Les prisons ont été créées pour une raison, comme la police. Ces institutions n’ont jamais été créées pour empêcher ou résoudre des crimes ni pour assurer le bien-être collectif. Le problème n’est pas que ces institutions ne fonctionnent pas comme elles sont supposées fonctionner. Elles fonctionnent très bien comme elles sont supposées fonctionner. Le problème, c’est l’objectif de départ, qui est de contrôler, voire supprimer, certaines populations. On ne peut pas réformer des institutions comme celles-là.

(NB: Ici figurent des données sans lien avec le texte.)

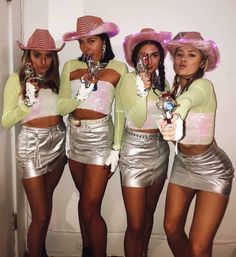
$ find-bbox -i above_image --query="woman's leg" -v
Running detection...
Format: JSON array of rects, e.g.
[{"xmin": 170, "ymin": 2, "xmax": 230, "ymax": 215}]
[
  {"xmin": 189, "ymin": 191, "xmax": 229, "ymax": 257},
  {"xmin": 142, "ymin": 179, "xmax": 166, "ymax": 257},
  {"xmin": 79, "ymin": 163, "xmax": 109, "ymax": 257},
  {"xmin": 23, "ymin": 165, "xmax": 64, "ymax": 257},
  {"xmin": 41, "ymin": 163, "xmax": 65, "ymax": 256},
  {"xmin": 69, "ymin": 159, "xmax": 92, "ymax": 257},
  {"xmin": 164, "ymin": 183, "xmax": 196, "ymax": 257},
  {"xmin": 122, "ymin": 186, "xmax": 146, "ymax": 257}
]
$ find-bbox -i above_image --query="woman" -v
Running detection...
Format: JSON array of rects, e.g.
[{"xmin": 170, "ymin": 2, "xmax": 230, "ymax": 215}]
[
  {"xmin": 158, "ymin": 32, "xmax": 234, "ymax": 257},
  {"xmin": 2, "ymin": 29, "xmax": 67, "ymax": 257},
  {"xmin": 114, "ymin": 28, "xmax": 172, "ymax": 257},
  {"xmin": 58, "ymin": 15, "xmax": 128, "ymax": 257}
]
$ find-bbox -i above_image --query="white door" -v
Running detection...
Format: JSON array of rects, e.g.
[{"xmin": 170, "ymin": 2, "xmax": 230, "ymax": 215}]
[{"xmin": 0, "ymin": 1, "xmax": 25, "ymax": 257}]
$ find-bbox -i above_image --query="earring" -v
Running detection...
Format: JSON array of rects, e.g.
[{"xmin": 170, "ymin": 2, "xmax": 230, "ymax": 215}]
[{"xmin": 102, "ymin": 44, "xmax": 106, "ymax": 60}]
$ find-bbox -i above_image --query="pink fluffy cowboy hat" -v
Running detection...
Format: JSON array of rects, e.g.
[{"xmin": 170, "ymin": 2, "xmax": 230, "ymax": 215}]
[
  {"xmin": 167, "ymin": 31, "xmax": 220, "ymax": 71},
  {"xmin": 63, "ymin": 15, "xmax": 119, "ymax": 41},
  {"xmin": 123, "ymin": 28, "xmax": 172, "ymax": 67},
  {"xmin": 17, "ymin": 29, "xmax": 65, "ymax": 52}
]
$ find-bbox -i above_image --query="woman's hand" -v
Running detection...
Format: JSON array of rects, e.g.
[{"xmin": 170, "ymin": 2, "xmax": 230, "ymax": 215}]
[
  {"xmin": 157, "ymin": 113, "xmax": 184, "ymax": 141},
  {"xmin": 139, "ymin": 71, "xmax": 152, "ymax": 90}
]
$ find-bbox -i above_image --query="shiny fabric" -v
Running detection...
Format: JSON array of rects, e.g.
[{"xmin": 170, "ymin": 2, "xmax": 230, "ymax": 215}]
[
  {"xmin": 119, "ymin": 128, "xmax": 170, "ymax": 187},
  {"xmin": 70, "ymin": 80, "xmax": 115, "ymax": 115},
  {"xmin": 170, "ymin": 142, "xmax": 234, "ymax": 197},
  {"xmin": 17, "ymin": 121, "xmax": 67, "ymax": 179},
  {"xmin": 68, "ymin": 115, "xmax": 113, "ymax": 165}
]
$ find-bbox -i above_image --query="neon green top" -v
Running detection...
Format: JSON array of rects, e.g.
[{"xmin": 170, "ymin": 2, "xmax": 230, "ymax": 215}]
[
  {"xmin": 2, "ymin": 73, "xmax": 31, "ymax": 128},
  {"xmin": 175, "ymin": 78, "xmax": 216, "ymax": 145},
  {"xmin": 113, "ymin": 71, "xmax": 170, "ymax": 150},
  {"xmin": 58, "ymin": 59, "xmax": 128, "ymax": 115}
]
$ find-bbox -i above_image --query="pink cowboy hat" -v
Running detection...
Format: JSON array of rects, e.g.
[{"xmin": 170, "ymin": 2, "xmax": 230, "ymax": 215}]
[
  {"xmin": 17, "ymin": 29, "xmax": 65, "ymax": 52},
  {"xmin": 123, "ymin": 28, "xmax": 172, "ymax": 67},
  {"xmin": 63, "ymin": 15, "xmax": 119, "ymax": 41},
  {"xmin": 167, "ymin": 32, "xmax": 220, "ymax": 71}
]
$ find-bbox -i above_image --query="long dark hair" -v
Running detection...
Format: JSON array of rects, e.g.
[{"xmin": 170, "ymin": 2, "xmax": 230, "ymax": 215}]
[
  {"xmin": 131, "ymin": 40, "xmax": 166, "ymax": 91},
  {"xmin": 78, "ymin": 33, "xmax": 115, "ymax": 63},
  {"xmin": 19, "ymin": 50, "xmax": 60, "ymax": 97}
]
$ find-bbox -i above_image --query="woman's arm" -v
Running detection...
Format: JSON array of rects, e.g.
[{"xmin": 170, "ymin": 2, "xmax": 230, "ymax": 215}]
[{"xmin": 2, "ymin": 73, "xmax": 31, "ymax": 128}]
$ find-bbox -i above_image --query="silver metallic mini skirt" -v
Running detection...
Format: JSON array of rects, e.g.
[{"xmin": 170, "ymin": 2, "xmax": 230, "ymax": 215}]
[
  {"xmin": 68, "ymin": 115, "xmax": 113, "ymax": 165},
  {"xmin": 17, "ymin": 121, "xmax": 66, "ymax": 179},
  {"xmin": 119, "ymin": 128, "xmax": 170, "ymax": 187},
  {"xmin": 170, "ymin": 142, "xmax": 234, "ymax": 197}
]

Je lis en priorité des travaux sur le sujet qui sont faits par des Africain.e.s-Américain.e.s, parce que je veux m’assurer de comprendre leurs perspectives et d’essayer de les mettre en valeur le plus possible dans mon travail, autant que je le fais par rapport à des historiennes, plutôt que des historiens. Il y a des choses que l’on peut essayer d’approcher par les témoignages, par les lectures qu’on fait, afin d’être de plus en plus sensible. Certaines choses vont toujours m’échapper et je ne prétends pas que je suis capable de faire le travail mieux, ou aussi bien qu’une Africaine-Américaine serait capable de le faire sur le même sujet. C’est la posture que j’ai essayé d’adopter. C’est difficile, surtout dans un contexte où je n’ai pas des tonnes de témoignages de ces prisonnières d’Angola. Je suis tout le temps obligée d’utiliser les sources écrites par des hommes blancs à leur détriment. Elles sont définies comme éléments problématiques dans toutes les archives judiciaires, les archives de la prison, et la presse. J’essaie malgré tout de faire place à leurs expériences, à leurs souffrances, d’essayer d’imaginer leur parcours avec empathie et humilité.
La question des violences sexuelles me tenait vraiment à cœur, mais je n’ai pratiquement aucune source pour les déceler. L’indice qui s’en rapproche le plus, mises à part quelques rares mentions de grossesses, concerne l’histoire d’une femme noire qui est punie pour avoir essayé de propager des rumeurs sur deux hommes blancs et leur « occasionner du trouble ». On se doute à quel sujet… C’est ce que j’ai de plus précis concernant les violences sexuelles.
JF : Quelle place occupent la vulgarisation et la transmission des connaissances dans vos travaux?
NR : J’aurais bien aimé faire une exposition à La Nouvelle-Orléans pour présenter mes résultats, mais j’ai peur de manquer de temps d’ici la fin de mon doctorat. Je ne sais pas ce que le futur me réserve, mais j’ai envie de continuer à parler de ce sujet. Mon idée de faire des portraits individuels pour mon postdoctorat vise aussi à faciliter la vulgarisation sur ce sujet difficile, pour accrocher les lecteurs.rices, aller chercher leur empathie et leur imagination. J’espère aussi pouvoir contribuer avec ces travaux aux mobilisations qui ont lieu en ce moment à la fois contre le racisme et contre les prisons.